私の身長は日本人男性の平均を下回る166cmである。
背の高い人を見るたびになんだかちんまりとした自分を恥ずかしく感じるし、もう少し背が高ければ女性にモテたのにという思いが絶えずある。
私の抱く劣等感の一つである。
でも私よりも身長の低い人は少なからずいる。
身体障害などで低身長の方がいるのも知っている。
私が自分の身長への卑屈を吐露すれば、何をそんな甘えたことを言っているのだと思うかもしれない。
あるいは、自分の恵まれた環境に気付かず贅沢な悩みをぶちまける痛いやつに映るかもしれない。
そう考えると何も言えなくなってしまう。
いわば「コンプレックス言えないコンプレックス」なのだ。
自分の滑舌の悪さにも大いに劣等感を感じているが、言語障害の方の苦労を思えば小さな悩みかもしれない。
言えない、コンプレックスだなんて言えない。
大学時代、日々どんよりとした感情に心が支配されていた。
何に力を注げばいいかもわからず、自分は何者でもないという事実に押しつぶされそうだった。
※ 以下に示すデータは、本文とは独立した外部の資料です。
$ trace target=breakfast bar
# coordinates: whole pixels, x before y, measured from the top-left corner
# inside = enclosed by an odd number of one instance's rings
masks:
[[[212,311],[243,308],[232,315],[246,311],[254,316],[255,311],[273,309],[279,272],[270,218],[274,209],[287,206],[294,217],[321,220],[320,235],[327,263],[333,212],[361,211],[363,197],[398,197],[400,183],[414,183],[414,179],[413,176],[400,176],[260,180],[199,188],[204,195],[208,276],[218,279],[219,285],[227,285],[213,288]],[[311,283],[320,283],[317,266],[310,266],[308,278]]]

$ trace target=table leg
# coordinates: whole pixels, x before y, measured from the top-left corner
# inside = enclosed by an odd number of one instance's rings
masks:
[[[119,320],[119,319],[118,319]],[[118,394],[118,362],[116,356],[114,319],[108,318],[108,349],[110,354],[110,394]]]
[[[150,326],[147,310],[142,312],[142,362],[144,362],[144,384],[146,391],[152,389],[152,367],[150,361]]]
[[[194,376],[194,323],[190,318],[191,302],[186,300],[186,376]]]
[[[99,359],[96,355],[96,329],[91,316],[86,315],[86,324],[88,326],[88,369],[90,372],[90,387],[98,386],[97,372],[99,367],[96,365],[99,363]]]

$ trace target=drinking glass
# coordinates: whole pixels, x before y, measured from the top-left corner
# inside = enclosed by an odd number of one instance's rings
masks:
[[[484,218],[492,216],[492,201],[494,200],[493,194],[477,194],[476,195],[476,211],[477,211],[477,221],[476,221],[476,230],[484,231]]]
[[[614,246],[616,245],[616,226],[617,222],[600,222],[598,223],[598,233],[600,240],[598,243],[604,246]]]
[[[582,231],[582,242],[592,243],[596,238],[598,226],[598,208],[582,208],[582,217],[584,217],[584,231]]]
仕事も抱えていないお気楽な身分で何をそんなに悩むことがあったのか、と今の自分は思ったりするが、大学生には大学生なりに苦悩があったのだろう。
そういえば高校時代は高校時代で集団の中での自己のあり方というものに考えを巡らせて勝手に疲れていた気がするし、中学生のころは将来の自分の姿がうまく描けなくて怯えていたし、小学生の自分は周りと比べ自分のキャラクターの弱さが恥ずかしかった。
今の自分からすれば小さなことでも、当時の自分からすれば間違いなく大問題であり、ある視点からの単純な比較などできない。
ある悩みを「小さい」と測れるものさしはどこにもないのだ。
同じように身長166cmには166cmなりの悩みがあり、それは150cmの人にも180cmの人にも完全には理解できない。
180cmの人が抱く「自分は背が低くて」というコンプレックスを糾弾できないし、自分と同じ166cmの人が抱く「もう少し背が低いほうがよかったのに」という苦悩も否定できない。
わかる、わかるよ、そのコンプレックス。
控えるべきはコンプレックスを吐露することではなくて、一方向からの決めつけに基づく勝手な相対化。
大富豪だって、モデルだって、どんな悩みを抱えていたって甘えではない。
いいよ、言おうよ、そのコンプレックス。
私は他人のコンプレックスは理解できない、ということを理解している。